To alleviate this network congestion, the industry has developed visually lossless compression standards—namely, H.264 and H.265—that are being employed by network operators and incorporated by component manufacturers to ensure the integrity and sustainability of the infrastructure, as well as the interoperability of any components added to the system.
For example, H.264 streams 2K video files at approximately 8MB and 4K at 16MB, with a latency as low as 58 milliseconds; meanwhile, H.265 goes even further, cutting those bandwidth numbers by half with latency measured as low as 100 milliseconds. And most major manufacturers now offer protocols to ensure signal synchronization.

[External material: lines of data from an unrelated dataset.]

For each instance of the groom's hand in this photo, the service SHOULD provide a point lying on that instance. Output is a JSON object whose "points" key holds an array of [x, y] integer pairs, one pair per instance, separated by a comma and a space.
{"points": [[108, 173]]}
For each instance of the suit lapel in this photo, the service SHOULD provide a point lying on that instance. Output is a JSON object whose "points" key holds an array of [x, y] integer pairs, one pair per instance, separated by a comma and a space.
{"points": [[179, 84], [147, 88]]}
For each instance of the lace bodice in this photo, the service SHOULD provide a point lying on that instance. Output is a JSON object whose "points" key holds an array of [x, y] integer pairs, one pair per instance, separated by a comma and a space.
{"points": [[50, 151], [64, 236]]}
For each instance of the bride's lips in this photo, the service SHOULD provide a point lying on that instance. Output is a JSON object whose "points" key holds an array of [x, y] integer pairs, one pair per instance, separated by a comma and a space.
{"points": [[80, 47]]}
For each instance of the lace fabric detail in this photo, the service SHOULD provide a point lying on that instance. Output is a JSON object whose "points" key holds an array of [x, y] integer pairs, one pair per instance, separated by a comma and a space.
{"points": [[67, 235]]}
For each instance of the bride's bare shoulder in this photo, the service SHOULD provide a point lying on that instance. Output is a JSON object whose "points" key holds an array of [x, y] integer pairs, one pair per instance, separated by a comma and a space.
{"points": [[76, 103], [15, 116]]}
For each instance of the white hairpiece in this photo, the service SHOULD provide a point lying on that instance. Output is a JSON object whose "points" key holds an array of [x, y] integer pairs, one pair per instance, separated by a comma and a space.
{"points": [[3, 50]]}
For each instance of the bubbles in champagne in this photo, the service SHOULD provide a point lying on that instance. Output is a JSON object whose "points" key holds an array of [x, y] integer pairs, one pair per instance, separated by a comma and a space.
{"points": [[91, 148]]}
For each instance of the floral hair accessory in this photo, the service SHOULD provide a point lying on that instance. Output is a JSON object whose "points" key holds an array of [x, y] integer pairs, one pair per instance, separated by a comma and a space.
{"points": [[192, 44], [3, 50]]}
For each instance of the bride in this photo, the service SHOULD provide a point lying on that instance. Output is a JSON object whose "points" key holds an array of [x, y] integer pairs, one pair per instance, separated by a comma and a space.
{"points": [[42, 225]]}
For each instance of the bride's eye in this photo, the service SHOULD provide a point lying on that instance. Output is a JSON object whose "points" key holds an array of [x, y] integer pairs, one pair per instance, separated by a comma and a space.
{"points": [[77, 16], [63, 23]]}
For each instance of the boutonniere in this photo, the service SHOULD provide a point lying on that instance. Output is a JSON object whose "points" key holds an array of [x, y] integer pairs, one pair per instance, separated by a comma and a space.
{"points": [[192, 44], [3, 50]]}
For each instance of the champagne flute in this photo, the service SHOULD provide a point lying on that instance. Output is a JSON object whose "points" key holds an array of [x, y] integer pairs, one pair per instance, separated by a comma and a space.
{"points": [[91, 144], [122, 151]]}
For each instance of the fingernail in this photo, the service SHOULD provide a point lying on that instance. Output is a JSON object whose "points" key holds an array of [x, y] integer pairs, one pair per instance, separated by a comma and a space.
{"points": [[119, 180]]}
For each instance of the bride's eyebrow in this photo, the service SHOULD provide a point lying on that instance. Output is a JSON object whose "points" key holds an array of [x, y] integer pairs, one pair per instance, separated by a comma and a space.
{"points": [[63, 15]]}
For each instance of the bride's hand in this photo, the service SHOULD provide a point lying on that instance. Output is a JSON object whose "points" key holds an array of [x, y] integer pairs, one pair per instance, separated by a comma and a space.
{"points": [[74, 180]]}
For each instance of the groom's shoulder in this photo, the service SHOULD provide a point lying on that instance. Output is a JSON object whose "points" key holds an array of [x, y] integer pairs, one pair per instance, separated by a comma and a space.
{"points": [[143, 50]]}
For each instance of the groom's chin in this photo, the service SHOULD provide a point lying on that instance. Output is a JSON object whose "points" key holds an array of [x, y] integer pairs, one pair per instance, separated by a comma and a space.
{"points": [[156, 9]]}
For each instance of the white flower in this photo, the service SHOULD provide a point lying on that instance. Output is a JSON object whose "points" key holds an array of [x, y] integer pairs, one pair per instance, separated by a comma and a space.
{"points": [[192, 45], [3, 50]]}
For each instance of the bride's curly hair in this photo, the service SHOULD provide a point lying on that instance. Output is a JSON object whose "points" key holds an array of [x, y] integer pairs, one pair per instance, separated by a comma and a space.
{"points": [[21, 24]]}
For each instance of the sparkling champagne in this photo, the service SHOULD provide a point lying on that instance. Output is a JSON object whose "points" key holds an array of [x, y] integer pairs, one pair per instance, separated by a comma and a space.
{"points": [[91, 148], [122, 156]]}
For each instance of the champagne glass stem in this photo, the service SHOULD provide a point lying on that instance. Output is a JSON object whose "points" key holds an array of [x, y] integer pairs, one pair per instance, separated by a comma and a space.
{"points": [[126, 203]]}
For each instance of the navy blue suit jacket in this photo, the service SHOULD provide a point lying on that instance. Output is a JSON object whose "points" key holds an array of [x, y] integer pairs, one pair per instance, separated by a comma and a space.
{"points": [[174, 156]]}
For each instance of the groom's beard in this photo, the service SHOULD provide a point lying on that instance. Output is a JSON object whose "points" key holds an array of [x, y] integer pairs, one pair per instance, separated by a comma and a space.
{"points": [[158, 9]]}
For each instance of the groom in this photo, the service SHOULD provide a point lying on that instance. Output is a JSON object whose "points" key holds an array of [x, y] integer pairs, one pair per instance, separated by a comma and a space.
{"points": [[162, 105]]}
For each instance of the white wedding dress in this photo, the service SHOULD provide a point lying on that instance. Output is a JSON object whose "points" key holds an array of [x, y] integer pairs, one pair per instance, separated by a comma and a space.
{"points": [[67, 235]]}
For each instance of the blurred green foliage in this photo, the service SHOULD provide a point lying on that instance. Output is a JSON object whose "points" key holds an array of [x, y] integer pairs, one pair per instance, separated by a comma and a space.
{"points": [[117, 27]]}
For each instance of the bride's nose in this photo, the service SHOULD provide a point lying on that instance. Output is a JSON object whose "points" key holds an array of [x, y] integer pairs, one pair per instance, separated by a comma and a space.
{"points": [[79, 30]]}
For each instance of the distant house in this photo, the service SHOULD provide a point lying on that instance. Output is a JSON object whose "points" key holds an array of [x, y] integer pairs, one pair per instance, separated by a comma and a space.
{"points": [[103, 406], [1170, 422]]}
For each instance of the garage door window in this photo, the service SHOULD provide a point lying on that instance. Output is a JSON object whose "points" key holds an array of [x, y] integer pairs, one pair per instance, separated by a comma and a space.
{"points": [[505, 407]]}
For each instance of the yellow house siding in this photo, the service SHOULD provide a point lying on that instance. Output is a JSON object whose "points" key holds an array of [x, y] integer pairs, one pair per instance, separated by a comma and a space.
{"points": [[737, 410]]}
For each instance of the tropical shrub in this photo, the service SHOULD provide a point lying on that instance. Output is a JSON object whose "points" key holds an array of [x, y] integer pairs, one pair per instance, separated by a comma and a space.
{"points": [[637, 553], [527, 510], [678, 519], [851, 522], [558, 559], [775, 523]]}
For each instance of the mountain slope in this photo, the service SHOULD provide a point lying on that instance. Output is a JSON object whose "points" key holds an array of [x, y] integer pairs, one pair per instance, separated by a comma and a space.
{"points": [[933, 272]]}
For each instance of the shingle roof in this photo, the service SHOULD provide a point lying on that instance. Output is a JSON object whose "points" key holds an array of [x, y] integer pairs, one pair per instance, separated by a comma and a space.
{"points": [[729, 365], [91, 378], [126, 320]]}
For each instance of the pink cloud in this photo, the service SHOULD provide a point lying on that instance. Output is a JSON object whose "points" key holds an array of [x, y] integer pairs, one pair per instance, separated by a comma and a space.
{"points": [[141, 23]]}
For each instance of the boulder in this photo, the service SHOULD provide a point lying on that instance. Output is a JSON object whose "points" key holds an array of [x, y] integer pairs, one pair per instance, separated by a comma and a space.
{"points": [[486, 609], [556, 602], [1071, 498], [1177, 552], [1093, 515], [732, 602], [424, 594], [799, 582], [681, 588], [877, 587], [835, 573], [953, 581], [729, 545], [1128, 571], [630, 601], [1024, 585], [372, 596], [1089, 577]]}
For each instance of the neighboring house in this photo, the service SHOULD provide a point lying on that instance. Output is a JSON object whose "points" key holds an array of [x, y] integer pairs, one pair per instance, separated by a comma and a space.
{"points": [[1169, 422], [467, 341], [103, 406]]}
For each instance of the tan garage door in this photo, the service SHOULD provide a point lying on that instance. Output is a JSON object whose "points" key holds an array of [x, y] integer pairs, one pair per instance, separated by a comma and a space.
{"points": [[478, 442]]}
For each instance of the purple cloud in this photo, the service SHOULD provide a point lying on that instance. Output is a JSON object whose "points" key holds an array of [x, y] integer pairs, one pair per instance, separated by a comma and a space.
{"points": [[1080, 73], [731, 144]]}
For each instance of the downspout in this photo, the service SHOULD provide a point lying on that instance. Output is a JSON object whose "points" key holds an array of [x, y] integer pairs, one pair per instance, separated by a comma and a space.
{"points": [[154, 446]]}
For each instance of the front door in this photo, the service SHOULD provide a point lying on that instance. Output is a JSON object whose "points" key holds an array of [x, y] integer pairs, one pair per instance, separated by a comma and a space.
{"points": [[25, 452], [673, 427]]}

In most environments the ability to pass protected content from PC/Mac/Blu-ray or broadcast TV can be critical. HDCP support on an IP distribution system is not yet universally, but devices that will pass protected content to an unlimited number of end points are available from leading manufacturers in this segment. 
The shift to IP-based distribution has been a long time coming, and resistance has been natural. After all, this is an infrastructure issue with potentially significant ramifications should someone make the wrong choice. However, the wrong choice now would be not to embrace this change.  The right move is to invest in an infrastructure that will not only live up to future demands, but create new and better user experiences, as well.
The technology is here. Major commercial AV manufacturers with a history of stability and a reputation for quality products have committed to this future and to improving the technology further.  There is no longer a reason to give pause. AV over IP is a technology whose time has come.